Tuesday, March 6, 2012

Alternate Saving Throws for B/X D&D

This morning I read about Mike Mearls running a B/X campaign and thinking about house rules for Saving Throws. Of course some people like saving throws the way they are but I can appreciate Mike's feeling that having a spider one-shot your 1st level character feels different from your 10th level character.

Mike's suggestion is to have the effect requiring saving throw only kick in when your hit points drop below a certain level:

Here's my idea. A save or die effect kicks in only if a character is at or below a certain hit point threshold, and that threshold is determined by the power of the effect and the creature. We can extend the effect to things such as paralysis, which can take you out of the fight. Like this:
If a ghoul's claw damage reduces a creature to 10 or fewer hit points, the creature must make a save or be paralyzed.
The medusa's gaze forces creatures currently at 25 or fewer hit points to make a save or be turned to stone.
A creature hit by Tiamat's tail stinger must make a save or die. (Powerful creatures might lack any hit point limit for their save or die attacks.)
I like this suggestion - I've had similar thoughts about tying hit point level to character effectiveness. However with Mike's suggestion it is another thing for DM's to track, and while not overly cumbersome I have an alternate idea that might be a little more streamlined and fun (to me anyway).
Saving Throws
Roll your saving throw die and add the result to your hit points. If the result is equal to or higher than the character’s saving throw target number, the saving throw succeeds.

This could be used "as is" with systems like B/X D&D, Swords & Wizardry, Labyrinth Lord for situations where you only want the saving throw failure to apply to weakened or novice characters (or monsters). If you want to use this hit point based saving throw alternative but not given the characters a big advantage switch the saving throw dice from a d20 to a d12.

We could even create a new set of saving throw numbers and use different sized dice for the different types of saving throws. d12 for poison, d10 for wands, d8 for paralysis, d6 for dragon breath and d4 for spells.

6 comments:

garrisonjames said...

Genius. I really, really like this idea. switching-up the type of dice used for different types of Saves is a great idea.

Digital Orc said...

I found this idea interesting and wrote a post about it: http://www.digitalorc.blogspot.com/2012/03/saving-throw-house-rule-analysis.html

Thanks!

Brendan said...

I'm not sure how I feel about this rule. I don't hate it, but I'm not sold yet. I like the fact that saves are tied to nothing but levels. Levels are impossible to optimize through builds. You have to earn them.

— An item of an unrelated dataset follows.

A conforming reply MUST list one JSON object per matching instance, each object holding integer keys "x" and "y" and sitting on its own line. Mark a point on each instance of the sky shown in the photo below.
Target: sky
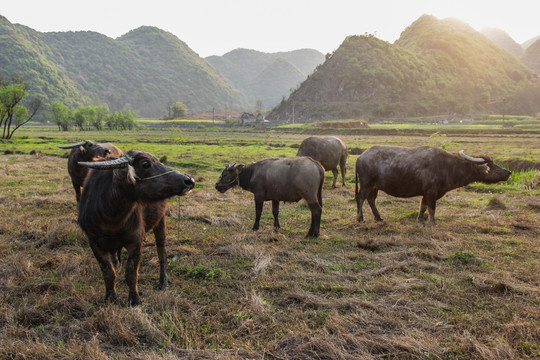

Further, if you tie saves to HP, that becomes one more reason why PCs will not want to enter combat without full everything. Whether that is a good or bad thing depends on the campaign in question, but it will probably lead to more emphasis on healing magic (clerics as medics, wands of cure light wounds, etc).

FrDave said...

I am intrigued. I like the possibility of have the different sized dice attached to class: Dwarves and Halflings have higher dice vs. poison and magic for example. I know this is very 3.5ish, but saving throws could have target numbers based on what is being saved from rather than based on class. Are there other effexts that can be garnered from the mechanic? Damage done instead of death? As I said, I am intrigued...

1d30 said...

A bit like capturing Pokemon in a ball actually. A spider bite doesn't poison you until it wears you down a bit, then bites again.

Then again, I like the idea of a spider biting you and injecting poison straight away.

I solve this by making weak monsters cause weak poison types. A 1 HD spider does poison at +4 bonus to save and if you fail you take -2 to all rolls. A 3 HD spider might be +4 save and 15 damage if you fail (D&D1 poison type A). This way one shot of poison probably won't kill you unless you're out of your depth.

I still have save or die effects, just not on low-HD monsters. Consider the spells available to PCs of a given level, and assign potential monster abilities based on their HD. This prevents a 1 HD monster with Prismatic Sphere or something.

Gene Sollows said...

I like your solution for save or die effects (the 1d12 plus current hit points was inspired) but I think there then needs to be a secondary effect even if you make the save, whether it's hit point or ability score damage. After all, under the proposed system, a 4th level character would be Immune from the effects completely, unless you stay with the "1" roll as an automatic failure.